Abstract

Paddy Burges Watson, Hobart, Australia:
Currently Olanzapine (Zyprexa) appears in MIMS requiring Pharmaceutical Benefits Scheme and Repatriation Pharmaceutical Benefits Scheme approval for the treatment of schizophrenia only, although the recommended dose for treatment of acute mania is also detailed. Parker and Malhi [1] report on its use in treatment-resistant depressed patients and Ashton [2] on its use with refractory trichotillomania. Currently, it is also used and authority freely given by the Department of Veterans’ Affairs for treatment of posttraumatic stress disorder (PTSD).
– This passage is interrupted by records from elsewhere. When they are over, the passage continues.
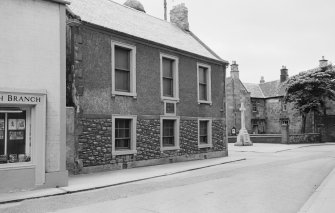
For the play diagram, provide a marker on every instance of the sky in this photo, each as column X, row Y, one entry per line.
column 261, row 35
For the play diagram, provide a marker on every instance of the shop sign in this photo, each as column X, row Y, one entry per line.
column 15, row 98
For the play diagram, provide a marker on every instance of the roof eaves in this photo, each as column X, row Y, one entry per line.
column 208, row 48
column 153, row 43
column 59, row 1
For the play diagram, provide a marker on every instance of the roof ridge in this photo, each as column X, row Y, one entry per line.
column 144, row 13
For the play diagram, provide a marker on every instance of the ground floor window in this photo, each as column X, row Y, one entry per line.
column 15, row 143
column 205, row 132
column 124, row 134
column 169, row 133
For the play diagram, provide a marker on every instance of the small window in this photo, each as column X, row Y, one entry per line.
column 124, row 135
column 169, row 77
column 204, row 83
column 254, row 106
column 205, row 133
column 123, row 69
column 169, row 108
column 15, row 146
column 169, row 133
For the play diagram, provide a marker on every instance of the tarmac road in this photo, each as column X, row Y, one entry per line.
column 266, row 182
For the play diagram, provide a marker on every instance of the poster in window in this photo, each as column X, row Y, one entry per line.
column 12, row 135
column 20, row 135
column 2, row 124
column 20, row 124
column 12, row 124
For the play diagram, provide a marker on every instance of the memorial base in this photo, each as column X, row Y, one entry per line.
column 243, row 138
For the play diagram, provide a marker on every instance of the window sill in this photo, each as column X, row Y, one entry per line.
column 130, row 94
column 205, row 102
column 125, row 152
column 170, row 148
column 13, row 166
column 170, row 99
column 205, row 146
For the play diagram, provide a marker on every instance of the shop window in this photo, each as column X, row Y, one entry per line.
column 169, row 133
column 169, row 77
column 123, row 69
column 205, row 132
column 15, row 145
column 124, row 135
column 204, row 83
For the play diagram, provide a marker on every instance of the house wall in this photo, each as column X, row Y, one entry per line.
column 235, row 91
column 92, row 62
column 32, row 57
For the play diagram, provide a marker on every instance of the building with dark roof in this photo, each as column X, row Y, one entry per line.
column 145, row 91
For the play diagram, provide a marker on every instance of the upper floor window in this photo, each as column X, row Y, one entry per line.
column 254, row 106
column 123, row 69
column 204, row 83
column 169, row 77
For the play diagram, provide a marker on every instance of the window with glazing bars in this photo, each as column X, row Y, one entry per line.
column 122, row 134
column 168, row 77
column 203, row 83
column 168, row 132
column 122, row 69
column 203, row 134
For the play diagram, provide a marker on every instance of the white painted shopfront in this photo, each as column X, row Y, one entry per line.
column 32, row 94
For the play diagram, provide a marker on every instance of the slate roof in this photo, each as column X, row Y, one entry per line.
column 112, row 15
column 254, row 89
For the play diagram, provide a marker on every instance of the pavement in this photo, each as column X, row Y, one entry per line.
column 321, row 201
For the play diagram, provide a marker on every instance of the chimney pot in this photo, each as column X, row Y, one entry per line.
column 323, row 62
column 234, row 72
column 179, row 16
column 283, row 74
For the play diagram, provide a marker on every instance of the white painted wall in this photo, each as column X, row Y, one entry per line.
column 32, row 56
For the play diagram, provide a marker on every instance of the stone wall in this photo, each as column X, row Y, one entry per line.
column 304, row 138
column 95, row 142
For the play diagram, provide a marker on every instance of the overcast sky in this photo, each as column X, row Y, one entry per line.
column 261, row 35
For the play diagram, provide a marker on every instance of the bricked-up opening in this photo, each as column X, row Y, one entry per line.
column 168, row 133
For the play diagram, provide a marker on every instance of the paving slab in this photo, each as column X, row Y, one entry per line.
column 93, row 181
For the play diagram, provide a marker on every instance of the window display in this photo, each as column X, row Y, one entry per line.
column 14, row 140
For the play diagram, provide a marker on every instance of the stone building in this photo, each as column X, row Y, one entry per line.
column 145, row 91
column 32, row 94
column 266, row 111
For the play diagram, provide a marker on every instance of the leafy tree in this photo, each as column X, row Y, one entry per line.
column 309, row 91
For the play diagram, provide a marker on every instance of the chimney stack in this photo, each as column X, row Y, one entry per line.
column 179, row 16
column 262, row 81
column 323, row 62
column 283, row 74
column 234, row 73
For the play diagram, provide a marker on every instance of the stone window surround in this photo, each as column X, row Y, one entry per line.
column 175, row 108
column 209, row 84
column 132, row 69
column 209, row 133
column 176, row 128
column 132, row 149
column 175, row 76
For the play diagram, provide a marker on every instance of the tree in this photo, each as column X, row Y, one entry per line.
column 309, row 91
In my experience it is useful in PTSD with veterans who have high levels of arousal. The seven cases reported by Parker and Malhi all experienced ‘agitation’ and ‘diffuse insomnia’. Trichotillomania likewise involves increased arousal – Criterion B in DSM-IV being ‘an increasing sense of tension immediately before pulling out the hair or when attempting to resist the behaviour’. It therefore seems pertinent to question whether Olanzapine is fundamentally an atypical antipsychotic or an antiarousal agent.
It is also relevant to ask when this drug might become available to civilian as well as ex-service personnel with a range of diagnoses involving heightened arousal.